A variety of media and material - watercolour, coloured pencil and oil pastel on tinted paper, acrylic and pastel on wood and scraperboard - has been employed, in an effort to accommodate the exhibition's diverse thematic and subjective demands.
I remember clearly the intensity of my initial sense of engagement with the Burren and though living on the other side of the Island I knew that one day I would make it my home. What I did not realise was that this fascination would not only remain but would intensify and grow with the years. The region's international status as a plant and archaeological haven is well publicised and indeed celebrated but I have come to see this merely as a veneer; it is the concentration of diverse riches, both natural and social, tangible and aesthetic, historical and contemporary, that render this one percent of Ireland so unique. Nor does it end there.

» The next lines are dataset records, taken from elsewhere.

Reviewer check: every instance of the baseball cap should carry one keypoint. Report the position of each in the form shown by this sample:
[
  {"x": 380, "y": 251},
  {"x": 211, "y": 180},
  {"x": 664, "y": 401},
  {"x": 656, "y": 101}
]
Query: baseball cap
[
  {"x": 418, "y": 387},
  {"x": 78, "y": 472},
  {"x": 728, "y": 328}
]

To the casual wanderer the Burren emanates a strange mysterious quality - a product perhaps of the fluctuating fortunes and tragedies of the region's inhabitants, since the earliest times - the memory of which remains, to be released only at the pace of the drip, drip of the dissolving limestone.
Most visitors - passing through in coaches or cars - miss out on this; a fact that might be regarded, selfishly, as a saving grace. But in these days of increasingly sophisticated tourism and broadening education, this is no longer good enough: it is time for the immense potential of the Burren - particularly as an educational centre - to be realised.
We can only imagine the possibilities: the stimulation for learning; the wholesome sense of freedom; the potential for personal growth etc. Children from stifling urban circumstances, exposed to this wonderful outdoor classroom and playground, would be obvious beneficiaries.
I have seen the Burren change over the two decades, but a lot less detrimentally than many other parts of the west. The establishment of the National Park and the restriction of its interpretation to the peripheral villages has been crucial in maintaining the region's character. However, pressures attendant on agricultural intensification, land reclamation and housing trends threaten certain irreplaceable values - the quality of the groundwater, for instance. But a role of the artist is to expose and emphasize the positive and if I have occasionally strayed away from the celebratory, it is in an attempt to deal with some distracting bewilderment or other, immune to the assuaging word.
I hope this exhibition will help to focus attention on this extraordinary, precious and vulnerable place."